Web lists-archives.com

Re: Failing disk advice

On Sun, Mar 05, 2017 at 08:38:27PM -0800, David Christensen wrote:
> On 03/05/2017 01:02 PM, Gregory Seidman wrote:
> >I have a disk that is reporting SMART errors. It is an active disk in a
> >(kernel, not hardware) RAID1 configuration. I also have a hot spare in the
> >RAID1, and md hasn't decided it should fail the disk and switch to the hot
> >spare.

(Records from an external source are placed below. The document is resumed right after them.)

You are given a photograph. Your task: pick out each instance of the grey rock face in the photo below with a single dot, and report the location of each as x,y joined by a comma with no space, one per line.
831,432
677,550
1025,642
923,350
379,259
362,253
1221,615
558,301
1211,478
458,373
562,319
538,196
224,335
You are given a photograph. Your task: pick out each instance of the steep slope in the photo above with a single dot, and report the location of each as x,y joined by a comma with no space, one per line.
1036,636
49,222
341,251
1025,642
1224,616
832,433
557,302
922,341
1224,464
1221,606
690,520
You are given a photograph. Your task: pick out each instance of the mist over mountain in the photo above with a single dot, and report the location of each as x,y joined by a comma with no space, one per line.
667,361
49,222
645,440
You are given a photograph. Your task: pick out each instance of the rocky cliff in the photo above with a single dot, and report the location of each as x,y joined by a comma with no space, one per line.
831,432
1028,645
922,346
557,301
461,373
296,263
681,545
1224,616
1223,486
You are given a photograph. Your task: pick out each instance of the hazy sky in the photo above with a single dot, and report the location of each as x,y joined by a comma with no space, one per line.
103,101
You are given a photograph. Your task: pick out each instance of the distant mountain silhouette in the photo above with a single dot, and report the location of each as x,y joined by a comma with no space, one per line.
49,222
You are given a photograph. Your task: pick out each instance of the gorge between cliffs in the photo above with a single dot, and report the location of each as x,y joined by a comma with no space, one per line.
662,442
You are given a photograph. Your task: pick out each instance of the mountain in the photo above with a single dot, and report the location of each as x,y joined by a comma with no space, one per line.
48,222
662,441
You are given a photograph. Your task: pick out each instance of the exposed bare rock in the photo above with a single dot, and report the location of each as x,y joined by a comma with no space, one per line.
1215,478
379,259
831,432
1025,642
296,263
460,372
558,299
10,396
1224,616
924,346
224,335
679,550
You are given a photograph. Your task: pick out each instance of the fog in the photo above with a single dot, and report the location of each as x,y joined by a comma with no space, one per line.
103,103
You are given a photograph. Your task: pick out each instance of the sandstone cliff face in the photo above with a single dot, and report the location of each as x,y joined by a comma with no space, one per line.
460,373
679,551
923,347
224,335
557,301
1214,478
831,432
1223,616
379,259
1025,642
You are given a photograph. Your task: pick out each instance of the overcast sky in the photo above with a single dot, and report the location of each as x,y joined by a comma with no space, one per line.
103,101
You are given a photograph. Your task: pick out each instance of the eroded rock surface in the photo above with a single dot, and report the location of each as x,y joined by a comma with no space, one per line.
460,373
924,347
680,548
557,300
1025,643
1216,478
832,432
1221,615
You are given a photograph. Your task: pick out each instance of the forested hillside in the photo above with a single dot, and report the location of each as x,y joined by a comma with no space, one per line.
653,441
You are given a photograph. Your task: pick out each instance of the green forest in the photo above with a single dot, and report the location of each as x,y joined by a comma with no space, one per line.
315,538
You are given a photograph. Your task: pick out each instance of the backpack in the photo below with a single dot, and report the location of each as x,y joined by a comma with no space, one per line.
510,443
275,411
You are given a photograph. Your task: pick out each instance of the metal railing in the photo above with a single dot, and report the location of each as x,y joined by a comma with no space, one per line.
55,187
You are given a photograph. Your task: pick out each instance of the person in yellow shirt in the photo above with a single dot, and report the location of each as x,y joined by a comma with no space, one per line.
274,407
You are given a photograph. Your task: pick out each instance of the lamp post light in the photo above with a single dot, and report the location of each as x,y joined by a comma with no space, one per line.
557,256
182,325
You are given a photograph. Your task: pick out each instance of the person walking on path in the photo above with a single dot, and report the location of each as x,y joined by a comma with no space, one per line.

Should I proactively tell md to fail the disk (and let the hot spare
> >take over), or should I just wait until md notices a problem?
> I'm confused by "I also have a hot spare in the RAID1".  Do you have a
> two-member RAID1 with a hot spare, or a three-member RAID1?  I would prefer
> the latter:
> https://manpages.debian.org/jessie/mdadm/md.4.en.html

Refining this advice a bit, I would convert the spare to a full RAID
member now, without explicitly failing the disk that reports SMART
errors first.
Assuming you have a two-member RAID1 with a hot spare, the command
should be similar to this (untested):
  mdadm -G /dev/mdX -n 3 
This ensures you keep redundancy during further maintenance actions.

Which SMART errors do you get, and who reports them?
What is the output of the following command for the failing drive?
  smartctl -A /dev/sdY